Control Solutions, LLC v. Oshkosh Corp., 2011 WL 1131329 (N.D. Ill.)
Control Solutions makes, among other things, a power door system for armored vehicles. Oshkosh makes armored vehicles under the registered Oshkosh mark. In 2008, the Army solicited bids for a new armored vehicle. Control Solutions built a prototype power door system on some of Oshkosh’s prototypes, which Oshkosh used to bid on the contract. The Army awarded Oshkosh the contract for the vehicle and the separate contract for the power doors. Oshkosh didn’t use Control Solutions’ power door systems when it began making the new vehicles, and Control Solutions sued for breach of contract. Oshkosh counterclaimed for various torts, including trademark infringement and false advertising.
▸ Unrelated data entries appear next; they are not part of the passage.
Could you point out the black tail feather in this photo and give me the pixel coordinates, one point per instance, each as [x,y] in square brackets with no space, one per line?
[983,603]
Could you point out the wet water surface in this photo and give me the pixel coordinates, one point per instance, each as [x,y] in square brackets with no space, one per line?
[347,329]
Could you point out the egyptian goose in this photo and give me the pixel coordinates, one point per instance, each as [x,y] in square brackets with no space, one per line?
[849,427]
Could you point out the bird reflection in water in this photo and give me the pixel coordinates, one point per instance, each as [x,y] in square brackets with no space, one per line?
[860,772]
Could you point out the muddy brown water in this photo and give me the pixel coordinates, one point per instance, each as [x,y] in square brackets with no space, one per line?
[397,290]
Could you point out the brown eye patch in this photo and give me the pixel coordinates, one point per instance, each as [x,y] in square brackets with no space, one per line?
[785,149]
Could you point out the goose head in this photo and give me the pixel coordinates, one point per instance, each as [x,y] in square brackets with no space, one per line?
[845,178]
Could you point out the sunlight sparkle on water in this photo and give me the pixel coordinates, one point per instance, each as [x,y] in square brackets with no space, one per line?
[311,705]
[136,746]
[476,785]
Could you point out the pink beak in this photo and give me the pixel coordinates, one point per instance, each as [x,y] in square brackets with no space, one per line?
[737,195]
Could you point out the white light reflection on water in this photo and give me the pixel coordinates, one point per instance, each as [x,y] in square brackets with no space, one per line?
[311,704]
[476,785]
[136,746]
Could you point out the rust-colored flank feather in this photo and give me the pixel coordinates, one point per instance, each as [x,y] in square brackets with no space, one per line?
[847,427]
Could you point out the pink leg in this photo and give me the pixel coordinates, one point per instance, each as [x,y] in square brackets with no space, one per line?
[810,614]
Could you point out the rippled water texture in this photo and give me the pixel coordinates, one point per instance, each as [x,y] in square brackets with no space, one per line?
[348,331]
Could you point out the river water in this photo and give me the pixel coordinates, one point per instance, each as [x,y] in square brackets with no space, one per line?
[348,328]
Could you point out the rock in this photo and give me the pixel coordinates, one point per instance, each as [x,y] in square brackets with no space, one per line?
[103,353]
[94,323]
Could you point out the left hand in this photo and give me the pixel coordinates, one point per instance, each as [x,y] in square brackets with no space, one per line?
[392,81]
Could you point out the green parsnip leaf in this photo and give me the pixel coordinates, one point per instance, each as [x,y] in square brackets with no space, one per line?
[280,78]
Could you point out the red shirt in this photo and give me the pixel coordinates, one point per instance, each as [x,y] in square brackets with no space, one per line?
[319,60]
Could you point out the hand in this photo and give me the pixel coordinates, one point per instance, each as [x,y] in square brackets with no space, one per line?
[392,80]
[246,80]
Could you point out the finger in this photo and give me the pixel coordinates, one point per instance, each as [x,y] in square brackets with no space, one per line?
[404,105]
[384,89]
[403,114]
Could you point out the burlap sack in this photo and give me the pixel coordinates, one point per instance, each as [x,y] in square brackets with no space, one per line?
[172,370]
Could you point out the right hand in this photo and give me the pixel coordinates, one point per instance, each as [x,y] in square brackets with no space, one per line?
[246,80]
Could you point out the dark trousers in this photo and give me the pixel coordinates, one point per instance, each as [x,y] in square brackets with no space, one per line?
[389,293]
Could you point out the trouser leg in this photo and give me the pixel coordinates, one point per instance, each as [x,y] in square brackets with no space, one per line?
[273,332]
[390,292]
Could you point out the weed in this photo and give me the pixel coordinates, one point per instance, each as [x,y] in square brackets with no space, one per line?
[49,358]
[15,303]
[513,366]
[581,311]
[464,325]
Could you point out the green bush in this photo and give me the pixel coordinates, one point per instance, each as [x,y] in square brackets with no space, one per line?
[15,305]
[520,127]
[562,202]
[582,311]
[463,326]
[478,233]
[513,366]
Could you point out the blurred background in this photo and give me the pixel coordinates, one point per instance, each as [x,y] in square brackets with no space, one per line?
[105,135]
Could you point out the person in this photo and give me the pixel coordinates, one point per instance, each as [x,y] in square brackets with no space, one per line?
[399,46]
The court accepted Control Solutions’ argument that claims for false advertising, unfair competition, and false designation of origin must be pled with particularity under Rule 9(b) because they sound in fraud. The counterclaims failed that standard because they only alleged that "on information and belief, on at least one occasion Control Solutions made an advertising presentation to the United States military wherein Control Solutions claimed that its power door system was being used on the Oshkosh M-ATV vehicles." Oshkosh further alleged that someone from the military called Oshkosh about the presentation, and Oshkosh had to clarify that Control Systems’ power doors weren’t being used. Oshkosh failed to state a basis for its suspicions that these things occurred, and failed to plead the who, what, where, and when with particularity. Anyway, a single instance of confusion was insufficient to support a violation of the Lanham Act.
The trademark infringement claims, false designation of origin, and false advertising claims were also dismissed for failing to allege use in commerce. Perhaps not realizing the significance of this move, the court looked to the Lanham Act’s definition of “use in commerce” as “the bona fide use of a mark in the ordinary course of trade,” for goods when placed on the goods/displays associated with them and the goods are sold or transported in commerce. The counterclaim didn’t plead use “in commerce.” Rather, on one occasion Control Solutions stated that its power door systems were used on Oshkosh’s vehicles, which, the court stopped to point out, was literally true. But there were no allegations that Control Solutions sold or transported any goods with the Oshkosh mark. (Though this question has been most litigated with keyword ads, note the implications for initial interest confusion for goods as well.)
The court also dismissed Oshkosh’s state and federal dilution claims with prejudice for failure to allege fame. Because Oshkosh supplies vehicles to the military and is not advertising to the general public, there was “no evidence” that Oshkosh had meaning relating to armored vehicles to the general consuming public, and the counterclaims were dismissed with prejudice. (“No evidence” on a motion to dismiss seems, at a minimum, the wrong way to put it. Maybe we all know that amendment would be futile, and maybe that’s proper under Iqbal. But I think the public is aware of the Stealth bomber, even though none of us can buy one.)
The false advertising claim was further deficient for failing to plead the elements with particularity. Specifically, Oshkosh failed to allege “commercial advertising or promotion.” A single instance of an in-person sales pitch isn’t commercial advertising.